Approaches
In our lab, we combine methods from multiple disciplines according to the question at hand. Here we introduce our research topics and the techniques we use through the lens of the fields they draw on.
Evolutionary Biology
Just as children differ slightly from their parents, organisms also change gradually from generation to generation. If we stretch that timescale far enough, we arrive at the familiar story that primitive bacteria gave rise, over roughly four billion years, to humans, frogs, and carnivorous plants. That story is correct, but it leaves many questions open: what mechanisms drove those transformations, and what key events shaped major evolutionary transitions? Our lab works on those questions.
Plant Molecular Biology
Unlike animals, plants cannot easily move to a better place when conditions become too hot, too cold, or too poor in resources. Instead, they survive by changing their own bodies and physiology in response to the environment. We study that way of life in plants.
Molecular biology, centered on nucleic acids and proteins, is a core foundation of modern biology and one of the main pillars of our lab. Plant experiments require workflows tailored to plant cells, including the removal of secondary metabolites during nucleic-acid extraction and the use of Agrobacterium for gene delivery. Agrobacterium is also commonly used in CRISPR-based gene editing. We are developing genetic manipulation techniques for carnivorous plants as well.
Evo-Devo
Carnivorous trapping leaves have highly complex forms, but how were they acquired through evolution? It is difficult to infer the path from ordinary leaves to mature traps by looking only at the final structures. Much of that complexity, however, is built step by step during development. Early in development, ordinary leaves and trapping leaves are simple and remarkably similar. By carefully tracing when and how they diverge, we can infer the evolutionary events that were important for the origin of trapping-leaf morphology.
Plant Physiology and Electrophysiology
Appearance is only part of the story.

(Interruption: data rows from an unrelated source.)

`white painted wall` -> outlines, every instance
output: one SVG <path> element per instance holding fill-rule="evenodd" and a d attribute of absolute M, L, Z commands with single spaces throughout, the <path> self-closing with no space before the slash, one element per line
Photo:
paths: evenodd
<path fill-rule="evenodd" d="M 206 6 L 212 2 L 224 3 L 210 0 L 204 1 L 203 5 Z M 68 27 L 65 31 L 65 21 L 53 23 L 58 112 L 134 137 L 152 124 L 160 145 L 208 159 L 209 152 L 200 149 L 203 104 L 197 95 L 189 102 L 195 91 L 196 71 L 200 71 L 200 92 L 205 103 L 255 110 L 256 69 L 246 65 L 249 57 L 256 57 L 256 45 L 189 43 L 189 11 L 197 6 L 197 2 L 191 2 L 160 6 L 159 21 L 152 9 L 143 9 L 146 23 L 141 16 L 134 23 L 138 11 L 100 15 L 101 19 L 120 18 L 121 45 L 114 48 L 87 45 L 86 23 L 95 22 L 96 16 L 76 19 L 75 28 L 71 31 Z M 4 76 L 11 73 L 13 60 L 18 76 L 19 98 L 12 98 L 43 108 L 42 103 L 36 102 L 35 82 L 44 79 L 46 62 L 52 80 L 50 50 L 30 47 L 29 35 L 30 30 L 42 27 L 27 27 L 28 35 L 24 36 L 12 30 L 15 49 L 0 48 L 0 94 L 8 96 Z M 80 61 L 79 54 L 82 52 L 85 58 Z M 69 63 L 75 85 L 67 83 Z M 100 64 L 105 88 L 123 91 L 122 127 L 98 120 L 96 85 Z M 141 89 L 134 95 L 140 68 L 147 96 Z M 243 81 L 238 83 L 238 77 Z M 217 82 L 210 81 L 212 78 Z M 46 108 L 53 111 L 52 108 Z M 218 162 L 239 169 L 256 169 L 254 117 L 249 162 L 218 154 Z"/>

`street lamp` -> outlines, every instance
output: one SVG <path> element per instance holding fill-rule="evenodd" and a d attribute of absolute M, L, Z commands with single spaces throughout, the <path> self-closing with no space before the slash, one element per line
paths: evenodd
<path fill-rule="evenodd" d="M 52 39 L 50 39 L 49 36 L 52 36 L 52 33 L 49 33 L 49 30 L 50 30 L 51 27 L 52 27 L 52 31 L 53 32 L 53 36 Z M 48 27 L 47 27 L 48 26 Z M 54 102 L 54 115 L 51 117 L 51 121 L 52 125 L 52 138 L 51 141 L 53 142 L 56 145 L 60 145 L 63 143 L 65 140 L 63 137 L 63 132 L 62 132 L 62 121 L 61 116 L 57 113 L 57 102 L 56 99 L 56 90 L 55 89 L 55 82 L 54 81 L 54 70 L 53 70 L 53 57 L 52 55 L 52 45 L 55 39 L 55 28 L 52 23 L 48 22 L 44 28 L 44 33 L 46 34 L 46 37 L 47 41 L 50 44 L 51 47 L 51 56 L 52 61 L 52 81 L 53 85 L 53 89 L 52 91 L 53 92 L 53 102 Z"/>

To understand the digestive capacity and nutrient-absorption mechanisms of carnivorous plants, we also need to study transport, metabolism, and plant hormones, all of which belong to plant physiology.
Electricity is also often important. When people hear “bioelectricity,” they tend to think of muscles and nerves, but plants use electrical signals too. These signals are based on membrane potential, the voltage difference created by unequal ion composition across biological membranes. Electrophysiological methods for detecting membrane potentials are useful not only for analyzing movements such as the snap of the Venus flytrap, but also for studying more general carnivorous-plant functions, including digestion and absorption, where ion transport plays a major role. Kenji does not currently practice these techniques himself, but if experienced members join the lab we would like to build in-house capability. For now, we carry out the necessary electrophysiological analyses through collaboration.
Biochemistry and Protein Engineering
Proteins can be synthesized and modified relatively easily in vitro. With careful experimental design, this makes it possible to obtain high-resolution insights into biological evolution. Biochemical and protein-engineering approaches are therefore powerful tools in our research.
Synthetic Biology
The “build to understand” approach is highly effective in science. If we identify key principles from the study of carnivorous plants, one way to test them is to partially recreate carnivorous traits in ordinary plants. Re-engineering Arabidopsis thaliana into a full Nepenthes-like carnivore is not yet realistic, but introducing a single carnivorous-plant gene to alter some aspect of nutrient metabolism, or inducing hair-like structures reminiscent of those found in carnivorous plants, is becoming increasingly plausible.
At the protein level, the idea is even more tractable: we can introduce mutations and ask whether they confer characteristic properties of carnivorous-plant proteins. Starting from reconstructed ancestral proteins, this approach becomes a kind of experimental replay of evolution. Comparing the mutations that actually occurred with plausible alternatives can also tell us something about evolutionary paths that were not taken. Broadly speaking, these are synthetic-biology-like approaches.
Genomics
The vast amount of information encoded in genomes provides crucial clues to the origin and biology of organisms. Producing whole-genome sequences, predicting gene structures, and inferring gene function are important groundwork for making biological discoveries from genomic data. By combining long-read sequencing platforms such as PacBio and Oxford Nanopore with Hi-C, we can obtain chromosome-scale genome assemblies. Generating the sequence data requires molecular biology, and much of the downstream analysis relies on bioinformatics.
Bioinformatics
When we confront complex biological phenomena, bioinformatics is an extremely powerful tool. Using existing tools for omics and comparative genomics already allows us to extract a great deal of insight, but our lab also develops new methods.
Phylogenetics
Phylogenetics is a classical area within bioinformatics, but it remains a core framework for comparative genomics. In addition to inferring evolutionary relationships among organisms, we routinely use phylogenetic comparative methods to model the evolution of gene expression levels and other traits on phylogenetic trees.
Statistics
Statistics is an essential skill in modern biology. Through day-to-day research, our lab provides opportunities to learn statistical thinking from the basics to more advanced applications, including how to describe statistical analyses clearly in papers.